Comment a-t-on découvert ce trafic chez nous ? C’est au moment du retour au pays que ces greffés se manifestent pour solliciter les structures de santé nationales, parce qu’ils nécessitent obligatoirement un contrôle médical minutieux. « Lorsque ces malades viennent nous voir pour un suivi médical, nous ne pouvons pas les ignorer.

Nous les prenons en charge quel que soit l’état de santé dans lequel ils se trouvent », a indiqué le docteur Rayane qui révèle que « lors de la guerre en Irak, beaucoup d’Algériens se sont rendu dans ce pays pour une greffe rénale, mais ils sont revenus dans des cercueils ou sont décédés chez eux suite à des complications ».

Selon lui : « Les reins coûtaient, certes, moins cher : 10 000 euros, mais les conditions qui entourent leur achat et même la transplantation étaient apparemment douteuses, d’où le nombre important de décès », a expliqué docteur Benabadi, chef de service de néphrologie du CHU de Beni Messous, qui fera remarquer qu’étant contre ces pratiques, l’Algérie doit prendre en charge cet aspect en boostant le projet portant sur la greffe rénale.

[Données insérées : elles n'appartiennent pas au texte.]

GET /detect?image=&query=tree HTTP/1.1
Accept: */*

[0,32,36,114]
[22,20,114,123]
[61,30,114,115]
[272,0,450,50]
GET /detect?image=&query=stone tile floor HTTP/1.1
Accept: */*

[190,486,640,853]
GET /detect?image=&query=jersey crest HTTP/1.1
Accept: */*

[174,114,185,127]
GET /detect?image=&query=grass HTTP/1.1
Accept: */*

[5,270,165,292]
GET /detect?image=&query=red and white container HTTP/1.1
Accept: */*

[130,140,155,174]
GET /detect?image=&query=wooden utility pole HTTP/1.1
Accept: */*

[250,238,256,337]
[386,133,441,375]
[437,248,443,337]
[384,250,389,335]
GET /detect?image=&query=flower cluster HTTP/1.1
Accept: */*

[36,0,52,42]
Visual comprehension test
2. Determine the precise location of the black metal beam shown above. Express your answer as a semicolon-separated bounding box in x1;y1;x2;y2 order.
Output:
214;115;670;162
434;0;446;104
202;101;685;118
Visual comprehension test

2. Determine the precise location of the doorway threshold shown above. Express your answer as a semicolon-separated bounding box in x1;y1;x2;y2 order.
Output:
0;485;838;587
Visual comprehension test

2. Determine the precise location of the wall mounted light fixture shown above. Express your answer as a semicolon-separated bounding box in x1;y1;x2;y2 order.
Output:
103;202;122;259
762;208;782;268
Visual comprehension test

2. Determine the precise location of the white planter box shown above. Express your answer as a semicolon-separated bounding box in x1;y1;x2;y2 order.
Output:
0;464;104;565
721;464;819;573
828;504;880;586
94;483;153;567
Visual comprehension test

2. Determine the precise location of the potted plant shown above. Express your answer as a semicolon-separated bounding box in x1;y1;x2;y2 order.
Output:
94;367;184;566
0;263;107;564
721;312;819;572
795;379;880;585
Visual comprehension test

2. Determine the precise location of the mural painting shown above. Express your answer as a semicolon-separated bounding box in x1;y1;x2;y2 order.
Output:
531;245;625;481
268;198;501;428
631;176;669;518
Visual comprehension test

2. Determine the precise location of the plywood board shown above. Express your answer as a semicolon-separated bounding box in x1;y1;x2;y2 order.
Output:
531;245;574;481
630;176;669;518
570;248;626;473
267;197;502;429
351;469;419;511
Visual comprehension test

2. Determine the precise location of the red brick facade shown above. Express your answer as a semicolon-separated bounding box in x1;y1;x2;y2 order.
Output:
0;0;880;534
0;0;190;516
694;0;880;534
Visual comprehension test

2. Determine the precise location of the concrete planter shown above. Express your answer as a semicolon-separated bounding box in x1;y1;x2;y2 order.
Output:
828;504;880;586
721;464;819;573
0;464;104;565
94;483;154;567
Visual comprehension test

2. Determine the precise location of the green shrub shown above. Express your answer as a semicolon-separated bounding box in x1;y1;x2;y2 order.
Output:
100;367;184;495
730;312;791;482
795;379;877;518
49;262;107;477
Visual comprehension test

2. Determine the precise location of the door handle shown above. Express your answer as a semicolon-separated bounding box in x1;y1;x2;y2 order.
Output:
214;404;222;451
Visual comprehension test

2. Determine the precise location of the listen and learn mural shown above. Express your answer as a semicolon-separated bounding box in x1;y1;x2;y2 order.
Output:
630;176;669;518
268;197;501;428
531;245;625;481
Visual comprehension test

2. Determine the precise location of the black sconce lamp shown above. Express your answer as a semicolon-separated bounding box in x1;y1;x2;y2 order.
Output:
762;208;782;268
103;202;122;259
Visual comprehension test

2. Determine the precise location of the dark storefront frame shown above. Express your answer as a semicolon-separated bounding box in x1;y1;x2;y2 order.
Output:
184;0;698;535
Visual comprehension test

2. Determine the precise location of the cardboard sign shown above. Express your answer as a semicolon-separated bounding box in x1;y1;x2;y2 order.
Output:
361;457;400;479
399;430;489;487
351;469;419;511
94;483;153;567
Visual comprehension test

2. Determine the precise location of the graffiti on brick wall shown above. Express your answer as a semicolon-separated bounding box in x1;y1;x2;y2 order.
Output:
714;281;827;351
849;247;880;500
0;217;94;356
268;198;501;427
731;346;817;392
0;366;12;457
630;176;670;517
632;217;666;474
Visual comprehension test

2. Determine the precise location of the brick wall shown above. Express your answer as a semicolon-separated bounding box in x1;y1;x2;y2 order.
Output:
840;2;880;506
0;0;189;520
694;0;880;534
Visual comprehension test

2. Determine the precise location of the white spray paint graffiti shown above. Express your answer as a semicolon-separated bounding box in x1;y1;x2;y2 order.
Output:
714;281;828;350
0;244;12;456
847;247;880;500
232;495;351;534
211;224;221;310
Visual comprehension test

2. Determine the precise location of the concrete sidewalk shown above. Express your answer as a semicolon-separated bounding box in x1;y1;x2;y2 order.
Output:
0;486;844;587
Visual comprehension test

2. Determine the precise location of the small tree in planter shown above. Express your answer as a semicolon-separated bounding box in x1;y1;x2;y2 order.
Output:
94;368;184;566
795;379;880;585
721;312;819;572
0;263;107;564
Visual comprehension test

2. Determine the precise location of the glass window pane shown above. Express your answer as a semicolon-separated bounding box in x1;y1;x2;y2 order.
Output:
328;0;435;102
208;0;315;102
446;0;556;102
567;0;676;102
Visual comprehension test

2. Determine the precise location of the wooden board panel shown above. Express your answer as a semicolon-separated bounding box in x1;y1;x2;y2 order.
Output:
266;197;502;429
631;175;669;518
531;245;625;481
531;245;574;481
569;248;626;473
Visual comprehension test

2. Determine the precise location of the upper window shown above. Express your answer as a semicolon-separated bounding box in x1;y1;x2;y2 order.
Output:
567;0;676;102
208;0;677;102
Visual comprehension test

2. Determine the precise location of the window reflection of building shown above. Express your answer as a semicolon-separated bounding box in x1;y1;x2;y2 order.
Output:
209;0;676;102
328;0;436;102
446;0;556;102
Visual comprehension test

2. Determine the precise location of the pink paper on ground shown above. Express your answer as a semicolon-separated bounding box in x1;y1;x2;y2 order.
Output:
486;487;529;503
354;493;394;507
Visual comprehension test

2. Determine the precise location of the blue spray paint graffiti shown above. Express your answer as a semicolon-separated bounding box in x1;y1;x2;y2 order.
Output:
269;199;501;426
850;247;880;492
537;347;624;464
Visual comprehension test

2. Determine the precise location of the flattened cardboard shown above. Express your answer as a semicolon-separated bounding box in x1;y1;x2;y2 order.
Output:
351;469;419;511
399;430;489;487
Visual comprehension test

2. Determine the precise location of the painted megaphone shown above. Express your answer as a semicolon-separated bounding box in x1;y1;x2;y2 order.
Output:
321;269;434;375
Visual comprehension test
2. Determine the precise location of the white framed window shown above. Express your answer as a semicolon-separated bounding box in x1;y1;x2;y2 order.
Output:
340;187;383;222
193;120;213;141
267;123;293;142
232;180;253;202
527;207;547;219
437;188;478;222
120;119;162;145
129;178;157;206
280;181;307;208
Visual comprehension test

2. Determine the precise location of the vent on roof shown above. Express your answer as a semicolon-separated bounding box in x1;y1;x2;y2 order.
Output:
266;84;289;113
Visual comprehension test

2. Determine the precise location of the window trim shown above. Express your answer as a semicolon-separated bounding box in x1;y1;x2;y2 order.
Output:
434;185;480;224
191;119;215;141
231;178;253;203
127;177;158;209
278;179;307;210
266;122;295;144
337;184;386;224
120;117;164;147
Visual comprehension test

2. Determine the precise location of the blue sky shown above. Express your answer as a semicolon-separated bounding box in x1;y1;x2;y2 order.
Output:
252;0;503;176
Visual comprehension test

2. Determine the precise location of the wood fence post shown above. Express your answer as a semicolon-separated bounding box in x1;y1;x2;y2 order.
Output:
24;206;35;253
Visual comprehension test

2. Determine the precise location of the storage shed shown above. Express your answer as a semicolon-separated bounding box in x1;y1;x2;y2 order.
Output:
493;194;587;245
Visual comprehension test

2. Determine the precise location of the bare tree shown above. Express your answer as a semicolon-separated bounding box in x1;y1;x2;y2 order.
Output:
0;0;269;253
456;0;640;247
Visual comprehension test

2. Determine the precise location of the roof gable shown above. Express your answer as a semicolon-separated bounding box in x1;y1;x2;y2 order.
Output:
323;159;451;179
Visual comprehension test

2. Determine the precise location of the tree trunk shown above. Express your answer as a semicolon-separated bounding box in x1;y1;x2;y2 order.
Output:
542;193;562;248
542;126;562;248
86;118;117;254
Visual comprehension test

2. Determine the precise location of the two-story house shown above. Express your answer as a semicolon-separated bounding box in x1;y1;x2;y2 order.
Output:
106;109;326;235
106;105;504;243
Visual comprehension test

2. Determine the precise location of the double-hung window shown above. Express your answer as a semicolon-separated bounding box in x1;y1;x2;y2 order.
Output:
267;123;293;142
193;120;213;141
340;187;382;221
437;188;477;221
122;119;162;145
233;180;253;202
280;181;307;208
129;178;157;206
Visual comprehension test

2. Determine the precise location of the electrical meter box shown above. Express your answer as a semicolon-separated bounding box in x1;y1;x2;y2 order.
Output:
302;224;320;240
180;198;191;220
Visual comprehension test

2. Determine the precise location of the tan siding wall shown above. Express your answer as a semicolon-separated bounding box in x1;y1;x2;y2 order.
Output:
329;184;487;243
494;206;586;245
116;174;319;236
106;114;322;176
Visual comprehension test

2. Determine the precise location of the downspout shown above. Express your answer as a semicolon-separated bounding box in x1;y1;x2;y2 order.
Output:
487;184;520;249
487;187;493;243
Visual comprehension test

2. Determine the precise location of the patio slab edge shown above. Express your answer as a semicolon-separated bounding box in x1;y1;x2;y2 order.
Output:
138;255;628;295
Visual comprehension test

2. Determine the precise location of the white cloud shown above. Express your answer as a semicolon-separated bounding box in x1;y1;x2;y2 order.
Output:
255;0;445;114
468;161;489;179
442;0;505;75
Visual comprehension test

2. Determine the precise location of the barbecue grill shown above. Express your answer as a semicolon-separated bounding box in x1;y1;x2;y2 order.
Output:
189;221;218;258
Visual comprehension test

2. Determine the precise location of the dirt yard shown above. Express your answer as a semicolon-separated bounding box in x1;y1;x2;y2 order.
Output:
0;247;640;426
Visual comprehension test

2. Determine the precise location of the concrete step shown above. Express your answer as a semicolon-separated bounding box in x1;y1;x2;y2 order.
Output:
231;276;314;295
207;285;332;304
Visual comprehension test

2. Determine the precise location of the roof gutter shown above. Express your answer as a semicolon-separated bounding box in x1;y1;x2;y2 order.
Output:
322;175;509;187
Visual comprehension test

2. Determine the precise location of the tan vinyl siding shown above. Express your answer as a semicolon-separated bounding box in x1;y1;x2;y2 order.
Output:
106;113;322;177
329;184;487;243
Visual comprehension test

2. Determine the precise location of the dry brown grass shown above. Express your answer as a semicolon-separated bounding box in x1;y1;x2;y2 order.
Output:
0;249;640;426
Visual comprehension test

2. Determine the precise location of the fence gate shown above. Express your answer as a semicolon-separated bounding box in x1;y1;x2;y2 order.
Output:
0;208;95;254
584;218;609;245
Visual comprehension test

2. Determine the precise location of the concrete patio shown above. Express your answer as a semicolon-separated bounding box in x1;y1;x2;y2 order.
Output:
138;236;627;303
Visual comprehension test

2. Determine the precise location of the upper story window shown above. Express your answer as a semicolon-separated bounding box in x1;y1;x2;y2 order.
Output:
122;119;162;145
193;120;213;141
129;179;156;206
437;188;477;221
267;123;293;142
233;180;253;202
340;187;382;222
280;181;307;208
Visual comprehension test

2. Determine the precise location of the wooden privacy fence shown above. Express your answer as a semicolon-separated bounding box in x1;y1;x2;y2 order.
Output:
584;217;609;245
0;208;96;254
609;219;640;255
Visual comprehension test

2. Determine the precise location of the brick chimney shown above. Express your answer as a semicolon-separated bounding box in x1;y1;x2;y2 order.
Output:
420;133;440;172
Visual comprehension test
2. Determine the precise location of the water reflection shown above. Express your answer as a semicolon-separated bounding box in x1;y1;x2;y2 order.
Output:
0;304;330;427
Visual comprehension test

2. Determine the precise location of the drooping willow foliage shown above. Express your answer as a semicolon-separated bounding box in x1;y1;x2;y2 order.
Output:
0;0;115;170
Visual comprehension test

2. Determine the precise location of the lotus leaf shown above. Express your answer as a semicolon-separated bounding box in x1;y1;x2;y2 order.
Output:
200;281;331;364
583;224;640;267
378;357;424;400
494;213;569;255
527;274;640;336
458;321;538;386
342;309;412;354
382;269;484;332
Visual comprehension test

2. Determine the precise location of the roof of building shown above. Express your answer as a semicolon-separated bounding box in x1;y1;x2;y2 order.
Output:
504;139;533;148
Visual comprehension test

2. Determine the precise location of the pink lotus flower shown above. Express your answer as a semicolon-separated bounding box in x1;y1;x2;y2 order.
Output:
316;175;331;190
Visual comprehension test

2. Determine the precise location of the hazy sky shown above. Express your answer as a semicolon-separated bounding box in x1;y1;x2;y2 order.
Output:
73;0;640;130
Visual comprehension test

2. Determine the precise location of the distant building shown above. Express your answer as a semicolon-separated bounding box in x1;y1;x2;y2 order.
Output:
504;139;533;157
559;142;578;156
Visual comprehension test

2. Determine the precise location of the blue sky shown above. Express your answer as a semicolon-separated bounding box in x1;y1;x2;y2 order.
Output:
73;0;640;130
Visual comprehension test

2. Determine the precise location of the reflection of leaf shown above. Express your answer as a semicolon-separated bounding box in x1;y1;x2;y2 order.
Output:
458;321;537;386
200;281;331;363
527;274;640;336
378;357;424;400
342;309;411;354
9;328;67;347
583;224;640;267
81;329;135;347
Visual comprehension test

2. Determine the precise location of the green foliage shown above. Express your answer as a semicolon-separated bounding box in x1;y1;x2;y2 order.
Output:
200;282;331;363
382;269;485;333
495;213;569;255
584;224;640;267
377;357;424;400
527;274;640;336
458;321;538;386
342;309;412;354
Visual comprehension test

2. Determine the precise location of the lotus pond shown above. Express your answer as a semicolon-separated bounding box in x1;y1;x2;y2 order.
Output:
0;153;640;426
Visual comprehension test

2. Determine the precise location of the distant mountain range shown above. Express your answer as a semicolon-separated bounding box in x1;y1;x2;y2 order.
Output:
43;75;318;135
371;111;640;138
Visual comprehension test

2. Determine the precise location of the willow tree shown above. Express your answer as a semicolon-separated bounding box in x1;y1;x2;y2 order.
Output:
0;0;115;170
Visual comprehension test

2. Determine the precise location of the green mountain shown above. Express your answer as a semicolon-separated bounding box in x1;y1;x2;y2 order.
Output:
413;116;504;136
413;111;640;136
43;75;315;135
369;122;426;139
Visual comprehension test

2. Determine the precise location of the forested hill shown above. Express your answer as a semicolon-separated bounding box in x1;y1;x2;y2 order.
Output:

« L’Algérie est à la traîne dans ce domaine, l’Espagne qui était la dernière est classée aujourd’hui parmi les premiers en matière de transplantation rénale, car elle a mis en place une politique sérieuse et a mené une campagne de sensibilisation de haut niveau », a soutenu le conférencier qui regrette que l’Algérie est incapable de copier les pays ayant réussi sur ce plan.

Actuellement, près de 13 000 personnes sont touchées par l’insuffisance rénale chronique (IRC) terminale. Une maladie qui demeure insidieuse et méconnue du grand public.

Aucune loi ni aucune fetwa n’interdisent le don d’organes

Ce n’est en 1986 que la première greffe rénale a été effectuée à Alger. En 1987, une équipe médico-chirurgicale constantinoise a réalisé l’opération avec succès, à partir de donneur vivant apparenté.

C’est au mois de décembre 2002 que la première greffe rénale, à partir d’un cadavre, a été réalisée à Constantine. Depuis, 495 transplantations rénales ont été effectuées à partir de donneurs vivants apparentés, et 889 patients vivent avec un greffon fonctionnel.

Les possibilités de prélèvement sur cadavre, malgré des dispositions législatives très favorables, notamment la loi n°85-05 du 16 février 1985 et la loi n°90-17 du 13 juillet 1990, restent limitées et dépendent beaucoup plus d’une mauvaise organisation que de problèmes éthiques et religieux liés au don d’organes.

Le docteur Rayane a évoqué hier avec insistance la sensibilisation quant au prélèvement d’organes sur des cadavres. « Il y a eu une fetwa dans ce sens, donc la religion ne pose aucun problème. » En Arabie Saoudite, dit-il, « le prélèvement d’organes sur des cadavres se fait normalement, alors que chez nous il existe encore des réticences sans omettre le manque d’équipements et l’absence d’organisation ».

Les spécialistes interpellent à cet effet « les pouvoirs publics afin qu’ils mettent la main à la poche pour l’achat d’un matériel approprié ».

Des cartes de donneur d’organe ont été confectionnées par la Société algérienne de néphrologie, annonce-t-on. « Sur le plan légal, la carte de donneur signifie que l’individu est d’accord pour donner ses organes après sa mort, mais la carte n’est pas un document officiel, car il faut aussi l’autorisation de la famille », a soutenu M. Benabadi, ajoutant qu’une personne qui accepte résolument de donner ses organes le jour de son décès doit le signaler à ses proches, afin que ceux-ci puissent témoigner de sa volonté.

S’agissant des conjoints, la loi algérienne n’autorise pas une femme à donner son rein à son mari de crainte de dépassements et de chantage. « Les pouvoirs publics craignent les mariages à blanc pour uniquement l’obtention d’un rein ou alors un chantage de la part du mari pour obtenir un divorce. Il faut donc des efforts dans ce sens pour améliorer notre législation dans ce domaine », a soutenu Mme Magmoune, représentante du ministère de la Santé.